A thousand dollars is largely seen as the goal of modern genomic sequencing. That's a full human genome sequenced for $1000, a task that cost $500 million only 5 years ago, as Duncan notes.

Using next gen sequencing approaches (such as Illumina, 454 and ABI's SOLiD), a genome currently costs around $100,000 to sequence. That said, the cost in producing, storing and analysing that sequence is much greater.

Give the orders-of-magnitude rate of change in this area every few years, we need to start getting ready for the $1000 genome now, with simple software development approaches that can keep up.

Over at The Technium, Kevin Kelly recently posted about Zillionics.
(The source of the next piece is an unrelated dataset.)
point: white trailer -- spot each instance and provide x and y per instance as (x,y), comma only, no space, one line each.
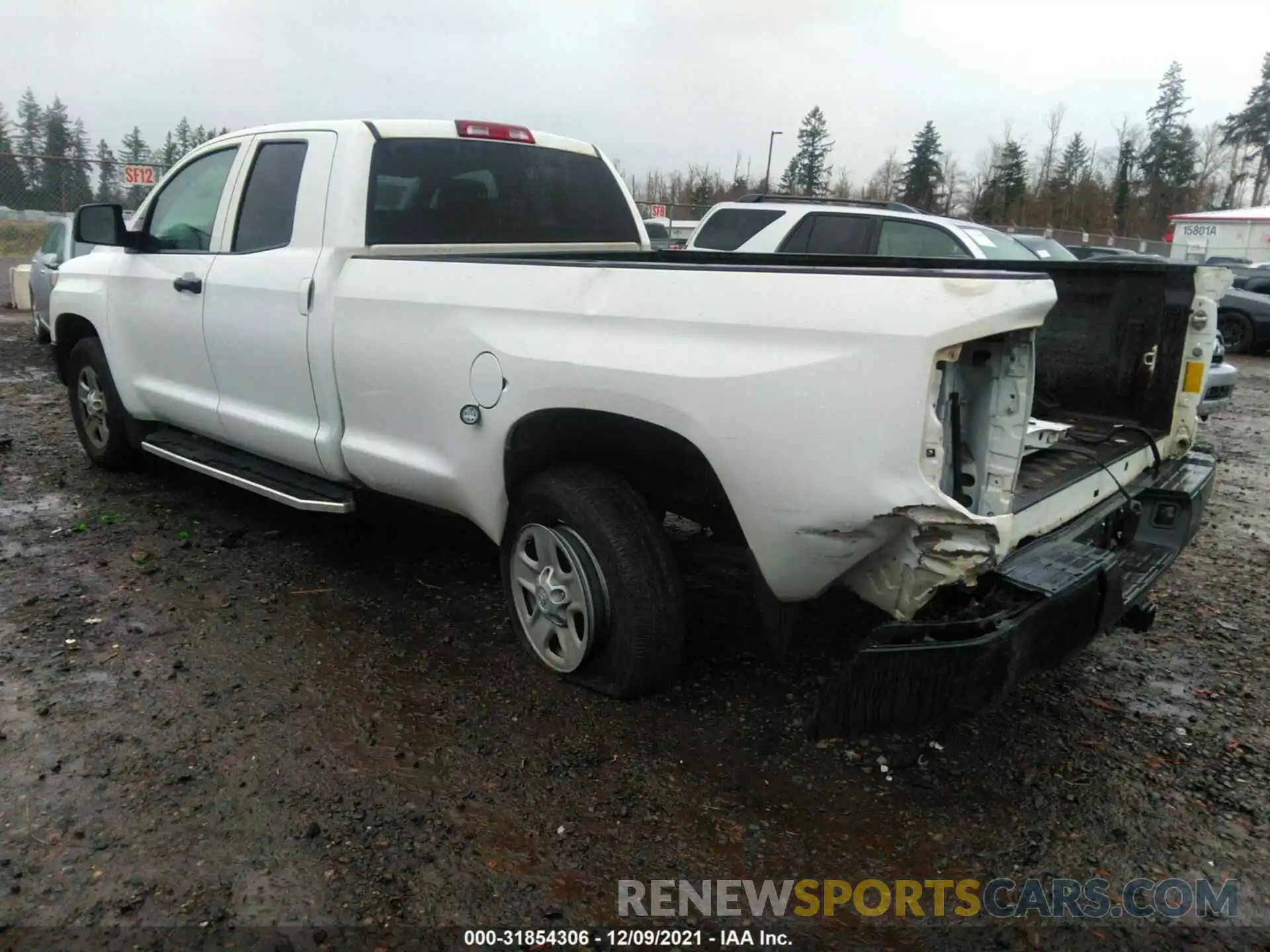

Zillionics is a new realm, and our new home. The scale of so many moving parts require new tools, new mathematics, new mind shifts.

The post relates to the changing scale of modern information, and the requirement of rapidly increasing the rate of capture and analysis. As Kevin notes, nowhere is this more true than in Biology:

Zillionics is a realm much more at home in biology—where there have been zillions of genes and organisms for a long time—than in our recent manufactured world. Living systems know how to handle zillionics.

Whilst natural systems have long relied upon the interplay of massive networks at the cellular and sub-cellular level, the world of informatics has only really started to think in terms of peta and exa in the past 12 months.

To say we're playing catch up is an understatement.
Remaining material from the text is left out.